Middlemen continue to dictate terms in the trade of the famed Annatto seed, which is used in making lipstick.

Annatto plant is grown in the Rampa Agency, which is one of the largest producers of the species in South India. The plant species is locally known as ‘jabra’ or ‘lipstick seed’.

Integrated Tribal Development Authority (Rampachodavaram) Assistant Director for Agriculture D. Srinivasa Reddy told The Hindu: “Annatto is being grown in over 6,000 acres, and the majority of the produce comes from the Maredumilli forests. Nearly 2,500 farmers are cultivating it in the Rampachodavaram Agency. The irony is that middlemen from Visakhapatnam and Rajamahendravaram are dictating terms in its procurement and trade.”

ZBNF initiative

In the district, Annatto is cultivated under the Zero Budget Natural Farming (ZBNF) initiative.

When this correspondent visited Akumamidikota and Vollangi forest areas, the Konda Reddi tribal families that cultivate it said they would wait for the middlemen, who are non-tribals from coastal Andhra Pradesh, to procure the produce.

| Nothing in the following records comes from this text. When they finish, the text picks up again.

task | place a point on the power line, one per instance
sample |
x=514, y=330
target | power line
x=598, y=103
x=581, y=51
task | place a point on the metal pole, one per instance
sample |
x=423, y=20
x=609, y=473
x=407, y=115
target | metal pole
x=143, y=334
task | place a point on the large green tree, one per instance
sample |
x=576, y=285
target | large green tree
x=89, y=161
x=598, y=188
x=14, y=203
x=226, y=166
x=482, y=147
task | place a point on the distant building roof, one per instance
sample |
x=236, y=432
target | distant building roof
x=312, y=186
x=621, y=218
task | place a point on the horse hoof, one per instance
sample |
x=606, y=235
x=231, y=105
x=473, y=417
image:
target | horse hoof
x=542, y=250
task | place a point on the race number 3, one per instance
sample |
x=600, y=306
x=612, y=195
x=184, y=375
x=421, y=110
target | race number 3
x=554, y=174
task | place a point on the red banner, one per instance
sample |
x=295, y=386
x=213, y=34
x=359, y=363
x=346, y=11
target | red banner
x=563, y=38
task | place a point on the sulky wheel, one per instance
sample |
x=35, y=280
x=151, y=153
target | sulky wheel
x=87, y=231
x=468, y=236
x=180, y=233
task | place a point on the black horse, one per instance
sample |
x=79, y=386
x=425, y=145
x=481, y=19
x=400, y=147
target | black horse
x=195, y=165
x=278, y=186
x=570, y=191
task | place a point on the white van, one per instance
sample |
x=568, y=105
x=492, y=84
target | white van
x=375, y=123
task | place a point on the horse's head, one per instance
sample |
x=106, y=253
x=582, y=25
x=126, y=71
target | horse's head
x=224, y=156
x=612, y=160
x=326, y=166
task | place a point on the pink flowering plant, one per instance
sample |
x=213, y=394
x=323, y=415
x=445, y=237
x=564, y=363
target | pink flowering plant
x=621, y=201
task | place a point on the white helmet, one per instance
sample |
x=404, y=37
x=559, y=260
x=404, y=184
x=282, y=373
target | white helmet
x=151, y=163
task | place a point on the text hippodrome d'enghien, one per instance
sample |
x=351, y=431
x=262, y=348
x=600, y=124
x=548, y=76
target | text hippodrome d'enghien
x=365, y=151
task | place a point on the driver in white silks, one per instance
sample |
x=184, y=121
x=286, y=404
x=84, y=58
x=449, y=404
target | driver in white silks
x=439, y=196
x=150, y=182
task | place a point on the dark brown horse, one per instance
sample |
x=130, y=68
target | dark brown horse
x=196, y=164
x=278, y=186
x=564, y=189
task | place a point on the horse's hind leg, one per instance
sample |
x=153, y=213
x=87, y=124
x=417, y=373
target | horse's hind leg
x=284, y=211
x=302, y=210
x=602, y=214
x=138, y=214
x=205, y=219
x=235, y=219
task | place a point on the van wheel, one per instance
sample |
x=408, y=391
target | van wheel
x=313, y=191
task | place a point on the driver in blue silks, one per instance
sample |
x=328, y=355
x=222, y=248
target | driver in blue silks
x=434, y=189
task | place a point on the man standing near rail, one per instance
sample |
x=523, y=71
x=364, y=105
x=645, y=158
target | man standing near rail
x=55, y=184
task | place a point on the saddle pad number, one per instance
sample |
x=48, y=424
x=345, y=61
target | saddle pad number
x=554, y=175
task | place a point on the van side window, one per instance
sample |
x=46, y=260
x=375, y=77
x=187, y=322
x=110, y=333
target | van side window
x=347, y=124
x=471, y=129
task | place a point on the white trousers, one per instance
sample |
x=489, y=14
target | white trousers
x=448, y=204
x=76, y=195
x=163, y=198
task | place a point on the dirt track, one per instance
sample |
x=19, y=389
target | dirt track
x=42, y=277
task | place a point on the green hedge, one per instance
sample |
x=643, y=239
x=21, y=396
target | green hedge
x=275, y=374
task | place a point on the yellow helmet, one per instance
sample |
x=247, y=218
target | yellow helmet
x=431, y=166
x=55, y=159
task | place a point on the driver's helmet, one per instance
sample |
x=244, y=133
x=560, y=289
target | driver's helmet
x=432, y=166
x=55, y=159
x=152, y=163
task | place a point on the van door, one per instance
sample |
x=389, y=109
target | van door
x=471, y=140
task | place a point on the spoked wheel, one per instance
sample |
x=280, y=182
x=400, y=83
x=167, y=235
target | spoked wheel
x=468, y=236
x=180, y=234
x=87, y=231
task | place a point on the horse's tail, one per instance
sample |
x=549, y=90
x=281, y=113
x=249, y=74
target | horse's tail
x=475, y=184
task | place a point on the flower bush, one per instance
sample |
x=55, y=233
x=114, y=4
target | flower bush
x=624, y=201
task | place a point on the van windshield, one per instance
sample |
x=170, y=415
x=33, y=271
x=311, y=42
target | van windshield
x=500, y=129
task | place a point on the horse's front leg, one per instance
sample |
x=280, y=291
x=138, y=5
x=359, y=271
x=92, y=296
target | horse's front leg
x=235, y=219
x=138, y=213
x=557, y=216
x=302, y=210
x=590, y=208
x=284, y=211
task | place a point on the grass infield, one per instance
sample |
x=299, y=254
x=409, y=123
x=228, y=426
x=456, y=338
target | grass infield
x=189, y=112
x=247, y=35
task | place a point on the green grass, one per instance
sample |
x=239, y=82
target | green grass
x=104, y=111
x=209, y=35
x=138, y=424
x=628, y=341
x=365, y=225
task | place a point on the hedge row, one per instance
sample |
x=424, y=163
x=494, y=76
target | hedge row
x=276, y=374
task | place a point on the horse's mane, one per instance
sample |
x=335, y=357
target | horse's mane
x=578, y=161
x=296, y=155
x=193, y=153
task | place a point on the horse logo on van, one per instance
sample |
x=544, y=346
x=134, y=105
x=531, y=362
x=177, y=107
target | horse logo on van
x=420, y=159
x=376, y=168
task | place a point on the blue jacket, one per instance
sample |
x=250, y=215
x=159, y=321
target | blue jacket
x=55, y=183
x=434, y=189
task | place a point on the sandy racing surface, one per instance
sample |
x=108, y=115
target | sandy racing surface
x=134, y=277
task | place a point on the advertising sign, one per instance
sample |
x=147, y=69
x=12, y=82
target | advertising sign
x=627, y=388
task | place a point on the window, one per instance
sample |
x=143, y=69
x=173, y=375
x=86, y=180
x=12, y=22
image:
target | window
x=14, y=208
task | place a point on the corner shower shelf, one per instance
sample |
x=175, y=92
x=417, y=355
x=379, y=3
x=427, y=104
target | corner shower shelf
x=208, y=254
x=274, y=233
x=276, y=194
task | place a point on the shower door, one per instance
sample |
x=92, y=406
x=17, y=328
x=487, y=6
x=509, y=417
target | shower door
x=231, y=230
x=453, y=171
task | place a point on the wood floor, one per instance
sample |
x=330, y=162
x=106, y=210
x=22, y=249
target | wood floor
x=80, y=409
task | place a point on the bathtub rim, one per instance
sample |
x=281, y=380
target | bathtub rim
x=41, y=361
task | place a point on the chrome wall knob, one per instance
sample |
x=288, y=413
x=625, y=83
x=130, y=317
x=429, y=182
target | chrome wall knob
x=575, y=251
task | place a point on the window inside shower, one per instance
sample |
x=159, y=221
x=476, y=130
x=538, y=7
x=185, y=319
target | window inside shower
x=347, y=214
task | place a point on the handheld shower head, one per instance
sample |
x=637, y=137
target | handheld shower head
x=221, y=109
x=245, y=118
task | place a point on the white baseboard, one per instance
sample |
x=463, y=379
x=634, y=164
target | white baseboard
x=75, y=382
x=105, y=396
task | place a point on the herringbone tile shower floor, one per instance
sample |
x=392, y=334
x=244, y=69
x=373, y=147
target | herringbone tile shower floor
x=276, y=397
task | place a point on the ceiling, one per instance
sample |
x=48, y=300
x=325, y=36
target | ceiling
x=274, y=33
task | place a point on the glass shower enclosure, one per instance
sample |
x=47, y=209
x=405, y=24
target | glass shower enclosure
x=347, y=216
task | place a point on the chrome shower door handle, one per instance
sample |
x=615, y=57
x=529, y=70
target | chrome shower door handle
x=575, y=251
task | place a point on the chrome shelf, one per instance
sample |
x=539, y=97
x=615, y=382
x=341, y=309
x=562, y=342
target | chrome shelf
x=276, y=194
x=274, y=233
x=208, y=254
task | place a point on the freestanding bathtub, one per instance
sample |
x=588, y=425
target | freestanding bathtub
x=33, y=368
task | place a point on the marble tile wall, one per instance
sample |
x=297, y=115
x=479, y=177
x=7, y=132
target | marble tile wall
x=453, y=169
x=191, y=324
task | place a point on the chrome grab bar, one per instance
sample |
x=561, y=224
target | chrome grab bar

Mr. Srinivasa Reddy says 90% of the farmers belonged to the Konda Reddi community. The farmers forayed into Annatto cultivation after failure of the coffee and orange plantations.

At least 60 to 70 middlemen are active in the trade at the Maredumilli weekly shandy with the arrival of the seed that is harvested by January.

Low price

The total yield expected this year is nearly 2,500 tonnes to 3,000 tonnes. The yield per acre is expected to be around 500 kg, which is priced at ₹100 a kg (as per the Girijan Co-operative Corporation).

Amaranath Reddi of Maredumilli, whose family cultivates Annatto in a few acres, said: “Last year, the maximum price offered by the middlemen was ₹120 a kg. Those who did not accept the input cost from the middlemen got that price. The farmers who received input cost were offered as low as ₹60 to ₹70.”

The extent under Annatto cultivation has been increased significantly in the past three years after the tribal farmers started accepting the input cost from potential buyers or middlemen.

The GCC did not attempt to procure the seed, leaving the tribal farmers at the mercy of the middlemen.

GCC target

GCC Rampachodavaram Divisional Manager Jagannath Reddi said: “We did not procure the seed last year. This year, a target has been fixed to procure 500 quintals at ₹100 to ₹110 a kg. However, middlemen offer higher price.”

The GCC will sell the procured seed through open auction. The middlemen resell it to agents involved in the processing industry, or export it to foreign countries.

“The pure red coloured seed, which is preferred in making the lipstick, fetches a good price,” said Mr. Srinivasa Reddy.

According to the Indian Customs Authority data (2016), the seed has been exported to Spain, the U.S., Brazil, Iran, Argentina and Philippines from the JNPT and Mundra sea ports.